The stackTrace I'm getting is the following:
diagnostics: User class threw exception: org.apache.spark.SparkException: Task not serializable
at org.apache.spark.util.ClosureCleaner$.ensureSerializable(ClosureCleaner.scala:415)
at org.apache.spark.util.ClosureCleaner$.org$apache$spark$util$ClosureCleaner$$clean(ClosureCleaner.scala:405)
at org.apache.spark.util.ClosureCleaner$.clean(ClosureCleaner.scala:163)
at org.apache.spark.SparkContext.clean(SparkContext.scala:2353)
at org.apache.spark.rdd.RDD$$anonfun$map$1.apply(RDD.scala:393)
at org.apache.spark.rdd.RDD$$anonfun$map$1.apply(RDD.scala:392)
at org.apache.spark.rdd.RDDOperationScope$.withScope(RDDOperationScope.scala:151)
at org.apache.spark.rdd.RDDOperationScope$.withScope(RDDOperationScope.scala:112)
at org.apache.spark.rdd.RDD.withScope(RDD.scala:385)

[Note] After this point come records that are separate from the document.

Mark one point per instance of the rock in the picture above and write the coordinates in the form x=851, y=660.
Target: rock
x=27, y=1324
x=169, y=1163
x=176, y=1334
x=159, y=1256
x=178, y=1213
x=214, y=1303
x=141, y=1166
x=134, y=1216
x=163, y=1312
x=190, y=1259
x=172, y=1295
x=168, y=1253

at org.apache.spark.rdd.RDD.map(RDD.scala:392)
at /* user comment: Map Line -> /*scala:307)
[...]
at sun.reflect.NativeMethodAccessorImpl.invoke0(Native Method)
at sun.reflect.NativeMethodAccessorImpl.invoke(NativeMethodAccessorImpl.java:62)
at sun.reflect.DelegatingMethodAccessorImpl.invoke(DelegatingMethodAccessorImpl.java:43)
at java.lang.reflect.Method.invoke(Method.java:498)
at org.apache.spark.deploy.yarn.ApplicationMaster$$anon$2.run(ApplicationMaster.scala:675)
Caused by: java.io.NotSerializableException: org.apache.spark.SparkContext
Serialization stack:
- object not serializable (class: org.apache.spark.SparkContext, value: org.apache.spark.SparkContext@42ebd0a3)
- field (class: MyClass$$anonfun$6, name: sc$1, type: class org.apache.spark.SparkContext)
- object (class Myclass$$anonfun$6, <function1>)
at org.apache.spark.serializer.SerializationDebugger$.improveException(SerializationDebugger.scala:40)
at org.apache.spark.serializer.JavaSerializationStream.writeObject(JavaSerializer.scala:46)
at org.apache.spark.serializer.JavaSerializerInstance.serialize(JavaSerializer.scala:100)
at org.apache.spark.util.ClosureCleaner$.ensureSerializable(ClosureCleaner.scala:412)
... 25 more
In addition to mazaneicha's point if you are using Dataset in findValueById use a join with your ID dataframe joining on the id and let Spark manage the join for you. i.e. open the ID dataframe once, then join on it, don't do it inside another object requiring SparkContext
You cannot use SparkContext's inside of spark operations, they only exist on the driver node.